Część osób decyduje się na samodzielny montaż całego systemu stropowego co nie jest trudne do wykonania lecz wymaga przestrzegania kilku podstawowych zasad. Omawiamy najczęściej spotykane błędy w czasie wykonywania typowych stropów w budownictwie jednorodzinnym.
Jest to bardzo często spotykany błąd na budowie, który w konsekwencji prowadzi do nadmiernych i niekontrolowanych odkształceń belek stropowych. W skrajnych przypadkach może nawet dojść do całkowitego zniszczenia stropu.
Stropy gęstożebrowe należy podpierać w miejscu belek prefabrykowanych w rozstawie nie większym niż 2,0m. Dokładny rozstaw podawany jest zawsze przez producenta w zależności od rozpiętości stropu i jego parametrów.

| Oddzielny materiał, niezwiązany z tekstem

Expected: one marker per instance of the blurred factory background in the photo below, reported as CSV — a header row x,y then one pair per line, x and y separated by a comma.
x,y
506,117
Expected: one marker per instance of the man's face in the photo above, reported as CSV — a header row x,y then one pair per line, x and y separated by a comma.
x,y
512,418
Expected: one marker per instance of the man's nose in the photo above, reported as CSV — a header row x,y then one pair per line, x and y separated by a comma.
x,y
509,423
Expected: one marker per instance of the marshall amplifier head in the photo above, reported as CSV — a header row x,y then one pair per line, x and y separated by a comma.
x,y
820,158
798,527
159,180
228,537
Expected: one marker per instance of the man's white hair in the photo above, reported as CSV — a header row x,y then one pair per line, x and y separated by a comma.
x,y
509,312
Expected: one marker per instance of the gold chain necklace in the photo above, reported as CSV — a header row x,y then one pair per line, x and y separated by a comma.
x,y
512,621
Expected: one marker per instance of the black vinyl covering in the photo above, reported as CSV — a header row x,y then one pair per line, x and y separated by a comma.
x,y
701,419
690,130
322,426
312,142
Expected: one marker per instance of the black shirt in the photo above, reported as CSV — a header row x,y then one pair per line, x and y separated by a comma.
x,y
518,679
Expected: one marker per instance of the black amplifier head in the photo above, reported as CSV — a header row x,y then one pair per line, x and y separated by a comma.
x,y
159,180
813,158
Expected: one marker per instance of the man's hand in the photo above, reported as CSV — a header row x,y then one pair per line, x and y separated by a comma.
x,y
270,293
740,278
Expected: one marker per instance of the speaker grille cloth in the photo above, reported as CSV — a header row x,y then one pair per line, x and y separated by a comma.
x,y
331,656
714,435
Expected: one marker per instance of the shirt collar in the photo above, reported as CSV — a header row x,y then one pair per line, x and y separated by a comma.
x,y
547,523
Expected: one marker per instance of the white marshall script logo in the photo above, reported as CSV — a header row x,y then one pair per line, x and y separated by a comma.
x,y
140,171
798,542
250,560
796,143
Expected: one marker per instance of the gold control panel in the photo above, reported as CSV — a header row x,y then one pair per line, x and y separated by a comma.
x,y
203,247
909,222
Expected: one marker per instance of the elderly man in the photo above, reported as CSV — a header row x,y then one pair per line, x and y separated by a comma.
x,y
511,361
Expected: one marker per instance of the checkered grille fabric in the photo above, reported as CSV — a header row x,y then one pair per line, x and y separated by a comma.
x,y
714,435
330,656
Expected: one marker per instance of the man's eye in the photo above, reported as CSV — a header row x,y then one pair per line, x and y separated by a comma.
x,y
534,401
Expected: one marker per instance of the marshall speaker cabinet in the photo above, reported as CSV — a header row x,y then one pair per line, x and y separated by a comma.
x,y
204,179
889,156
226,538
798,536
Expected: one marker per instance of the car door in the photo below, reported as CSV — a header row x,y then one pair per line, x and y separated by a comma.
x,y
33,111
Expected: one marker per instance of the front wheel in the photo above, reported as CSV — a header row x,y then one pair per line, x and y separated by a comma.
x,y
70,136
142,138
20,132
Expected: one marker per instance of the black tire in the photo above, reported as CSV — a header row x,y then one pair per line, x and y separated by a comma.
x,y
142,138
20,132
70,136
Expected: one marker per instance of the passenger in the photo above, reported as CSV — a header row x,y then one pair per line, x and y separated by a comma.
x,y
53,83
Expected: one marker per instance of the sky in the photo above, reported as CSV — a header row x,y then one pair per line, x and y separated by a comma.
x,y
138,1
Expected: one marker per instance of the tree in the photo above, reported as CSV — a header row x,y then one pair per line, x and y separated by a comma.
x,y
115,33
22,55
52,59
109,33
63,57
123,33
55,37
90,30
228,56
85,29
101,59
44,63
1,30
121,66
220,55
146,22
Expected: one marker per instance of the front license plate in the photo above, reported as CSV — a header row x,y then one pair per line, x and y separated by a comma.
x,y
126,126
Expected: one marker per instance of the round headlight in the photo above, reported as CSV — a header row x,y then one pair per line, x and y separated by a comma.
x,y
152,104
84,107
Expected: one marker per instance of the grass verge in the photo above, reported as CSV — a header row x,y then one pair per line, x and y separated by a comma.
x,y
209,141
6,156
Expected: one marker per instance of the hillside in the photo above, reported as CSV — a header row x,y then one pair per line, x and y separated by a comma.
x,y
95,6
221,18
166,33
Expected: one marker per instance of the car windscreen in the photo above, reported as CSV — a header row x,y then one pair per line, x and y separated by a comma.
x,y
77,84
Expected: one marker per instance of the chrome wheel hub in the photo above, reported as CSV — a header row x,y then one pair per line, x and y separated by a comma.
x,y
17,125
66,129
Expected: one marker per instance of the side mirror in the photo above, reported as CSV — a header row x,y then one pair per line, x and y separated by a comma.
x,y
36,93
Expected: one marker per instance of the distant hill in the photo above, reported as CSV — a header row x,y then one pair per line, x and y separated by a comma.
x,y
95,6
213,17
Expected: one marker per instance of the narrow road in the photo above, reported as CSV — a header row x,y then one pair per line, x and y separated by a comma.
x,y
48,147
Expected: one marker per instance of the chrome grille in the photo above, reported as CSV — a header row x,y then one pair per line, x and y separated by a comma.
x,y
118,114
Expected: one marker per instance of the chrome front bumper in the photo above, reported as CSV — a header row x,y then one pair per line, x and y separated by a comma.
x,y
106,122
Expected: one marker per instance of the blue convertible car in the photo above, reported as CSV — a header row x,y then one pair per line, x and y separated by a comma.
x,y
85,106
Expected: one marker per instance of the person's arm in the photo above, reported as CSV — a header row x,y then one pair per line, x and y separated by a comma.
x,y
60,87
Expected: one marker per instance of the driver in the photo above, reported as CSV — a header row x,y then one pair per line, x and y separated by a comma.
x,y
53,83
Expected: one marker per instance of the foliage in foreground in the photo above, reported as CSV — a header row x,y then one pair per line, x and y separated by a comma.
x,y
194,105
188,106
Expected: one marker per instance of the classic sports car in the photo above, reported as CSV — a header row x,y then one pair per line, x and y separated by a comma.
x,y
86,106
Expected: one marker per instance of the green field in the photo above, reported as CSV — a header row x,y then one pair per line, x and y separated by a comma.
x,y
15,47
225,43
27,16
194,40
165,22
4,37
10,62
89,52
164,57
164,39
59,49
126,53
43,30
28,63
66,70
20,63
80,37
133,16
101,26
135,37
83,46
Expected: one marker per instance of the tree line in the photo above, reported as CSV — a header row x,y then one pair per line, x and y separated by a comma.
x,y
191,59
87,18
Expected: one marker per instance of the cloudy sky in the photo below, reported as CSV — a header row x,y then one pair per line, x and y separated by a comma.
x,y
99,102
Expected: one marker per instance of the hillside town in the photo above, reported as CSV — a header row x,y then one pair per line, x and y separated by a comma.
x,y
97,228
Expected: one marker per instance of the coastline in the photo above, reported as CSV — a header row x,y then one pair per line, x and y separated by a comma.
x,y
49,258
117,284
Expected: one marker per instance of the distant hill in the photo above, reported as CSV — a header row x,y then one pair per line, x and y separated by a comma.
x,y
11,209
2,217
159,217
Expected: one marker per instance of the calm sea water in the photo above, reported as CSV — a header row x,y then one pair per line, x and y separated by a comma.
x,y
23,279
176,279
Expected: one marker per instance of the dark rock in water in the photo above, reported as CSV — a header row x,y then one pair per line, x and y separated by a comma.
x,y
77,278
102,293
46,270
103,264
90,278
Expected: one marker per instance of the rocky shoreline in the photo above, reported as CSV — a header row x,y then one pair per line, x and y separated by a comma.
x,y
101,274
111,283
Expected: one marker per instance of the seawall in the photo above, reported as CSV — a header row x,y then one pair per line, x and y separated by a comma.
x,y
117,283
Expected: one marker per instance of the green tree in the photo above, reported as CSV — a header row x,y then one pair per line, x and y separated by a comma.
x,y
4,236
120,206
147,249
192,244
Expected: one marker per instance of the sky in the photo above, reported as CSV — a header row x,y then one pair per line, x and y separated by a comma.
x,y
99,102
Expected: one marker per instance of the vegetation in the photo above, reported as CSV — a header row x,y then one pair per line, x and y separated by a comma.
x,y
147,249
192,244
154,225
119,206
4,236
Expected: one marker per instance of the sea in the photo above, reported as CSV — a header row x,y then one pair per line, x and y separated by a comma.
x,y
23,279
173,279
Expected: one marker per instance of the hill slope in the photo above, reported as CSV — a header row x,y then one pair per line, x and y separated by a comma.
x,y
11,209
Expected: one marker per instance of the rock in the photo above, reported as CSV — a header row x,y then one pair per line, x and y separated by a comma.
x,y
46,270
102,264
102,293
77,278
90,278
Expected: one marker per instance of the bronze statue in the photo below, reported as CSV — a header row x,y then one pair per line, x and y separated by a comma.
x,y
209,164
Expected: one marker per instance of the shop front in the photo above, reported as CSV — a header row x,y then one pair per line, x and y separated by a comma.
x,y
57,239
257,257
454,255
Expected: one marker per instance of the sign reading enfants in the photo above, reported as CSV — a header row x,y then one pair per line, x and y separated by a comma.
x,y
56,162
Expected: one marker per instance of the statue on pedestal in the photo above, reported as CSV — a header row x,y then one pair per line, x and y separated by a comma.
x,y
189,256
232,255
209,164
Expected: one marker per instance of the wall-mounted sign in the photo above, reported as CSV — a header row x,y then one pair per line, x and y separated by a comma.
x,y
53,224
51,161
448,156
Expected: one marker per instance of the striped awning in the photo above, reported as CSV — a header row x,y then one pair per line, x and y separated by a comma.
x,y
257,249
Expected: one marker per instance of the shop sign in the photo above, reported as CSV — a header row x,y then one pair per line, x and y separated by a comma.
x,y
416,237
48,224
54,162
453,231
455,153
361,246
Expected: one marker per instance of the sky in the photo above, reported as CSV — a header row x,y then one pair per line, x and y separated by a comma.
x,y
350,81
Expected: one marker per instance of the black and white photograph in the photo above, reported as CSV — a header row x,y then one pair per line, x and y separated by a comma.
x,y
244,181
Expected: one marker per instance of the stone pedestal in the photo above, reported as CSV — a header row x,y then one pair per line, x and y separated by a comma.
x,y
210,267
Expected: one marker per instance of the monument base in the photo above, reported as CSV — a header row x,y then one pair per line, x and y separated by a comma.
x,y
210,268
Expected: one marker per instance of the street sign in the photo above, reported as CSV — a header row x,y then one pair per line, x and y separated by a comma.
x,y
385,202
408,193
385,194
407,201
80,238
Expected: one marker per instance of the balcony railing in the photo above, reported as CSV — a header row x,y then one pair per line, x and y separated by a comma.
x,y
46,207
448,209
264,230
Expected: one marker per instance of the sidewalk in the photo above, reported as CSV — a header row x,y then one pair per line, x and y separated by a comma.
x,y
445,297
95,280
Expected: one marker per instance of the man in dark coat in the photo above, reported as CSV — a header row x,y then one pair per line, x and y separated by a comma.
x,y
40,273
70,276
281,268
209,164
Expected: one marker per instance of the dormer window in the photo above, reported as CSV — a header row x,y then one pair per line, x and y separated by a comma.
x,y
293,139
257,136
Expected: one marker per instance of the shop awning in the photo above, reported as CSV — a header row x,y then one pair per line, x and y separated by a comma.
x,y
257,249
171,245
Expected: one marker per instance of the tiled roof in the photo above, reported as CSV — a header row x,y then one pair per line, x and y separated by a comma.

Stropy monolityczne wymagają największej liczby podpór oraz pełnego deskowania. Często spotykana jest opinia, że strop monolityczny (wylewany w całości na budowie) jest znacznie tańszy od gęstożebrowego. Jeśli porównamy koszty samych materiałów to w niektórych wypadkach tak właśnie może być, jednakże należy doliczyć również koszt bardzo dużej ilości podpór oraz deskowanie. Ostatecznie zatem nierzadko strop monolityczny wychodzi dużo drożej, chyba, że kwestia podpór i deskowania w całości spoczywa na ekipie budowlanej.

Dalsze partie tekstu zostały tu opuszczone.